The same applies, probably even more, to the Unity team, btw.
but the problem is that for some reason the only real effort and money goes into shit projects like Gnome3 or Unity.
Tiny projects like Cinnamon or Mate do a much better job but necessarily have more problems because only a fraction of work goes into them.
For example, Cinnamon is currently the only desktop manager that can really deal with HiDPI on Linux. Everything else is still an abomination.
Unity is an abomination several orders of magnitude worse than Gnome3. On the other hand Cinnamon is the only one among all of them that can handle HiDPI correctly, unfortunately it frequently locks up and has a ton of other problems.
Hipster designers and self-declared usability experts are everywhere and they have ruined many a good project.
Gnome is the reason people object to Linux desktop.

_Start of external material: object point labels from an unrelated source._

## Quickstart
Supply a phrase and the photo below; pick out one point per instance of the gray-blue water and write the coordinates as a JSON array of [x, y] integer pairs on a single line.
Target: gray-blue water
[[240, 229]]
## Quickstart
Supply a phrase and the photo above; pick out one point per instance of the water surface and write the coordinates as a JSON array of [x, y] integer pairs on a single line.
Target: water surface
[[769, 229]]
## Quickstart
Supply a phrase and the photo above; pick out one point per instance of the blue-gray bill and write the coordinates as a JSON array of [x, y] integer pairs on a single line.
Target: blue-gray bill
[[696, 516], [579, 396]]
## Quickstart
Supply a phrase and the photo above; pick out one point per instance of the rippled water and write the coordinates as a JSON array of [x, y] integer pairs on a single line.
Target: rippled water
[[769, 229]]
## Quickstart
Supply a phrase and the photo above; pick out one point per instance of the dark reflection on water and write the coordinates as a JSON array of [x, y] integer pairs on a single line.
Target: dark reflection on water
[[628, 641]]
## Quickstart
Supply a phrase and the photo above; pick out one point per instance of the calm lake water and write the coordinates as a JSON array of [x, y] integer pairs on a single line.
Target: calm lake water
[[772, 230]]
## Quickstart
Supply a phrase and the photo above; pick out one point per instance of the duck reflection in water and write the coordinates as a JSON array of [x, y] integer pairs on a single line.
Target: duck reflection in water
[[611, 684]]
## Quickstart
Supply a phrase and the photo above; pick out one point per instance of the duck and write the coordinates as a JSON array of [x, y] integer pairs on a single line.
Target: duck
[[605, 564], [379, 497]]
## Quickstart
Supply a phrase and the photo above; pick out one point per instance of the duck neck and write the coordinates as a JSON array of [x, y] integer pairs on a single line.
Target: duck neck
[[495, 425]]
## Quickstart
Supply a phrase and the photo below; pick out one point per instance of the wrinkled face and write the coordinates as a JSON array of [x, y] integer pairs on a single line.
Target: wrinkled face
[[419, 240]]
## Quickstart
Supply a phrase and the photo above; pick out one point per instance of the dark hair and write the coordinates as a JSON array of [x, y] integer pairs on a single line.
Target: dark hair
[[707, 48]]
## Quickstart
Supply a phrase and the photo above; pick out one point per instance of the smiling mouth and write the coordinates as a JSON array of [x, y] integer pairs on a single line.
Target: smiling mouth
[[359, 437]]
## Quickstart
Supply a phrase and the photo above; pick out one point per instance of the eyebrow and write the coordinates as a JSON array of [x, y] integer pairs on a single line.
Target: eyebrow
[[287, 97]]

KDE works in more familiar fashion. Default should be KDE.
KDE can be customized to you liking. I will use Gnome if I could make it like KDE.
I'm sure there is something good about Gnome, but I just fucking hate it.
Maybe not quite as good as Gnome2, but close.
Gnome3 is an abomination.
Well said.
What's "not as good" about MATE? You know it is the exact continuation, the same code as Gnome2? You can use it vanilla, or in the Linux Mint version, with some enhancements (although I revert to the original start menu).
GNOME Terminal has blinking cursor and you cannot turn it off via the GUI, you have to enter a long command in terminal to turn it off, yes, you have to google the command; otherwise you config dozens of other stuff, except the blinking cursor . . . that is the state of software according GNOME: the setting was once available but was removed to "simplify" settings . . . (facepalm)
OSX Terminal I can turn off the cursor blinking . . .
The URL shown in the announce video https://download.gnome.org/mis... n'exist pas. Tsk!
It means that you've improved the experience (e.g. from feedback) from the last release.